Is the risk to household contacts zero? Probably not -- there are few absolutes in biology and medicine, and the rare patient shows up with genital HPV despite apparently honest stories of no possible sexual exposures, so rare HPV infections may be acquired nonsexually. OTOH, STDs simply are not seen in kids and household contacts of infected people, so any risk there is extremely small. Common sense hygiene is, well, common sense -- and I would recommend hand washing after toilet (duh) and probably against your kids hopping into bed with you when the sheets are moist with sexual fluids. But even that is mostly to prevent colds, diarrheal disease, and common skin infections (staph, strep, etc), not STDs.

On top of all that, also remember my opening comment:  It is unlikely you still are infected with the HPV you had two years earlier.


---
Avatar photo
106 months ago
Hi Doctor, you have definitely given me alot to think about and digest. You have helped me so much.  Now it is time for me to take your information and move on with my life.  I have amazing children and a great guy.  At 43 I did not think I would ever have something like this.  This is my last post to you so I want to make it count. I am a smart person.  What I got from this is that I should continue on with my sex life and not become a nun. I worried if I had sex that even the dried up liquid would be on me and they would get it. Still unsure how long it lasts outside the body(never read the internet). Pee on a toilet seat does no harm. (Except gives a wet butt). Sometimes I get rushed out of the bathroom because of screaming kids so I doubt that I wash my hands.  All I am is a concerned mom who never wants her kids to come into harm. I am not a scientist so I don't know the ins and out or how's of this who things. Any last minute words of encouragement would help.  Thank you again. 
Avatar photo
106 months ago
One more thing.  Do you beat that strand and does it go away completely. 
Avatar photo
H. Hunter Handsfield, MD
106 months ago
You correctly understand everything; yestereday's comment is a nice summary. I would emphasize that although hygiene in the home makes sense, it probably makes little or no difference in regard to HPV. The chance of transmission by any contact other than sex is too low to worry about, either for your kids or anyone else.

And you need to look at genital HPV as normal, just part of being a sexually active human being, both for yourself and your twins.
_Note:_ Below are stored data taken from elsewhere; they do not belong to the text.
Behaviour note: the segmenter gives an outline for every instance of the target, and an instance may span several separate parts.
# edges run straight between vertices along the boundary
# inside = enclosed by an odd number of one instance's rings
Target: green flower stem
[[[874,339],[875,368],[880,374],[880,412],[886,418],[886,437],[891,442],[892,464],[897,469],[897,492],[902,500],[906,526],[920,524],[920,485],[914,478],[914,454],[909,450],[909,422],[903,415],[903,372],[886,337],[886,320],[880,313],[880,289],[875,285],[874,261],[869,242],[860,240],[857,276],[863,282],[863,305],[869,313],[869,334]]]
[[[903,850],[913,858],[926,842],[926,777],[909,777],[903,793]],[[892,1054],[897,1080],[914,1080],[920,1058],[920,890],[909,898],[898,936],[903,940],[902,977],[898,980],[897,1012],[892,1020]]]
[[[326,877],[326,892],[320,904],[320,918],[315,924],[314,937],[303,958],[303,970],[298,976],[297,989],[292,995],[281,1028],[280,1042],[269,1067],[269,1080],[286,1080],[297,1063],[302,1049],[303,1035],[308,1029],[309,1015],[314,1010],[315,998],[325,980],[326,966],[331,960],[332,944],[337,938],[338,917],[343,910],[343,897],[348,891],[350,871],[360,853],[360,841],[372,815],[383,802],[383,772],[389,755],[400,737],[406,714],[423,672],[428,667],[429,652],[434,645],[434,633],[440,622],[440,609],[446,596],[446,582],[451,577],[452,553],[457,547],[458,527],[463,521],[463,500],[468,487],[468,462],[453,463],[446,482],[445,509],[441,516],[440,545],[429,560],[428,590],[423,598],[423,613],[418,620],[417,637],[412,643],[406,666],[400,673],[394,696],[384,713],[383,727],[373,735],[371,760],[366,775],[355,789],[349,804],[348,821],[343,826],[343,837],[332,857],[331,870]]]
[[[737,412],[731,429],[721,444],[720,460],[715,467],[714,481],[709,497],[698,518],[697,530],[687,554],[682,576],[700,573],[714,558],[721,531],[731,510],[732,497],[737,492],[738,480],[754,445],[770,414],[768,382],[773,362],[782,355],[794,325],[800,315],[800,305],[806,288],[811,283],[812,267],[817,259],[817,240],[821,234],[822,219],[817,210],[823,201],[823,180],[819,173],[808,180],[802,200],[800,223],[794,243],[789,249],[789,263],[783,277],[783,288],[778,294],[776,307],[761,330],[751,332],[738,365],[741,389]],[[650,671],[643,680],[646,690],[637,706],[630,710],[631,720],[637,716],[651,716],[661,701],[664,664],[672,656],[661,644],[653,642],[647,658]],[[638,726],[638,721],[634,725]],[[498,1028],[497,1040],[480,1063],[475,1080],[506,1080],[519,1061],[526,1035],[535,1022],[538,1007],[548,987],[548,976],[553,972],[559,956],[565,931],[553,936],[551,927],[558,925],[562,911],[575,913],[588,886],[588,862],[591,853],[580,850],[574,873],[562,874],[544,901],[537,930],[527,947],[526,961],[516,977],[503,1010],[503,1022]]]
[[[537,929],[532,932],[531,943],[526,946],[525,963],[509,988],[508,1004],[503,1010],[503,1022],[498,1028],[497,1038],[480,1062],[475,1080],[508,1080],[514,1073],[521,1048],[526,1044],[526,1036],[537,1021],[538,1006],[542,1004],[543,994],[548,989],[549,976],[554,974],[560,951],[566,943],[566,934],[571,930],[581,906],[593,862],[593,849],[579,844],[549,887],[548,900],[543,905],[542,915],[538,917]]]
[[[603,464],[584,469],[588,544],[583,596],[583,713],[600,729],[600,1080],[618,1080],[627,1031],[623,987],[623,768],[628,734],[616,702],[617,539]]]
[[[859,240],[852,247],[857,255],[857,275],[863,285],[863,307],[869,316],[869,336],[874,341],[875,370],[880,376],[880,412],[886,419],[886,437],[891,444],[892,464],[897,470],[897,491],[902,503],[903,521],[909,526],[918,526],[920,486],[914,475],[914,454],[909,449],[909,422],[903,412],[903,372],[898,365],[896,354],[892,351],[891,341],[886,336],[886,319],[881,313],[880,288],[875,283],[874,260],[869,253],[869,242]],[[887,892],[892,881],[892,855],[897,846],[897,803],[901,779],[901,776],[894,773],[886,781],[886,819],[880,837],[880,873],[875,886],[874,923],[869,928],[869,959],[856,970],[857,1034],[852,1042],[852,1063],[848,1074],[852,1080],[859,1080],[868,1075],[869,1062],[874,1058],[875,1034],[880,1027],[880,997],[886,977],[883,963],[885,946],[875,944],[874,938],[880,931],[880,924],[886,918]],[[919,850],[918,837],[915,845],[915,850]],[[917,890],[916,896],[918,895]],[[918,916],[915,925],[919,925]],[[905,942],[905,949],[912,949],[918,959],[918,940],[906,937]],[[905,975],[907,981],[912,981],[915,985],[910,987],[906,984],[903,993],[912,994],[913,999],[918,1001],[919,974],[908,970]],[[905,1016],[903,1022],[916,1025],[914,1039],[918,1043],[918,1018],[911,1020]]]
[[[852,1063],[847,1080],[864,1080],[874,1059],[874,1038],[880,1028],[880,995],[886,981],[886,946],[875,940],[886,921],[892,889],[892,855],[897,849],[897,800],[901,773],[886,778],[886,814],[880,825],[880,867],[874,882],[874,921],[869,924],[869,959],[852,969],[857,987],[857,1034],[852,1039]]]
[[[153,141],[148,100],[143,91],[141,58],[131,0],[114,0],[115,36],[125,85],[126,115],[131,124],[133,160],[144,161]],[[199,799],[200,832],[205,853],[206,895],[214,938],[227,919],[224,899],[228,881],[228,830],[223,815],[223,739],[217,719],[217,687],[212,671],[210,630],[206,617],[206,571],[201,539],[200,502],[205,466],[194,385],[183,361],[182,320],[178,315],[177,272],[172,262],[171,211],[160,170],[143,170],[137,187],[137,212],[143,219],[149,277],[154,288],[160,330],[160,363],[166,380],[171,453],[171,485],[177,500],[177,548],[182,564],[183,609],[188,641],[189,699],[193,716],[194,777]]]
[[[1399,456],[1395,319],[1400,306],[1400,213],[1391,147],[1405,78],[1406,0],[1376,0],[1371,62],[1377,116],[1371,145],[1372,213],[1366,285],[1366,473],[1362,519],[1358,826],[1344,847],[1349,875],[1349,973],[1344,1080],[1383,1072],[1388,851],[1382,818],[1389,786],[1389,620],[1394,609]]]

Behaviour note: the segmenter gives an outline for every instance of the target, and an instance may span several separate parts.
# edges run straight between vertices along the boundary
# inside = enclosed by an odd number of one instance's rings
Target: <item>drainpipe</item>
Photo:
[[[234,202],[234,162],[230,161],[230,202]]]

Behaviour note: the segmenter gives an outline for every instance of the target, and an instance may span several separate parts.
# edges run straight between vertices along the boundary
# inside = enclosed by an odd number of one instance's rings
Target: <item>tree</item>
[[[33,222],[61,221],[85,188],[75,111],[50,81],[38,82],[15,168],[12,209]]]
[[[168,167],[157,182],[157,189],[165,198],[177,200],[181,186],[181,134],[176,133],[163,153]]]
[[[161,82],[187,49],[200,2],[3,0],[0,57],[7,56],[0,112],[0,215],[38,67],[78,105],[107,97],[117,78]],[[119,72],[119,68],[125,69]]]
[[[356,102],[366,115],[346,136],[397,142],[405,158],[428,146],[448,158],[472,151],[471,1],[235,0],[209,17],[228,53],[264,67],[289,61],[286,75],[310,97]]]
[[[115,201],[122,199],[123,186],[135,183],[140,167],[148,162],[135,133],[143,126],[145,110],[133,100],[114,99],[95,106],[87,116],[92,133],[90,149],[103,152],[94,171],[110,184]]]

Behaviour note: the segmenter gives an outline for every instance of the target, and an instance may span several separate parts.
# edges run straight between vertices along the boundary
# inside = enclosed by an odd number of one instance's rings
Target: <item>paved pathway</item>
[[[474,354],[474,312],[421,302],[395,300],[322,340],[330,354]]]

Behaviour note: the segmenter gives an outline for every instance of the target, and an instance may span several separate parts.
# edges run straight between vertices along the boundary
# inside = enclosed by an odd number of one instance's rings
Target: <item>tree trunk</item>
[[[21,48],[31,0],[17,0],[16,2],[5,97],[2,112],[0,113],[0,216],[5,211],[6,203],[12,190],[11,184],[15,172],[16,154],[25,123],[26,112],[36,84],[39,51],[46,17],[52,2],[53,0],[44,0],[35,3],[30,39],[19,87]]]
It is unavoidable. Your kids will get it someday once they become sexually active, but until then they are not at risk. They should be vaccinated when they come of the recommended age (9-11 years old), which will prevent infection with the 9 HPV types that can cause the most trouble, making it likely they won't go through experiences like you have had since your abnormal pap smear.

As I said above, your immune system will suppress your infection, i.e. yes, you will "beat this strain". HPV DNA sometimes persists for life, with a potential to reactivate in future years. That may be what resulted in your abnormal pap. A new HPV 16 infection would be uncommon at age ~40; it's likely you were infected many years earlier. However, future recurrences remain rare, and the chance you'll ever have further trouble from it is very low. Follow your doctor's advice about follow-up exams and pap smears, but otherwise please do your best not to worry about this.

That completes the permitted two follow up comments and replies, and closes this thread. You can go forward with no worries about your health or your kids' on account of your HPV infection. It's a done deal! Best wishes.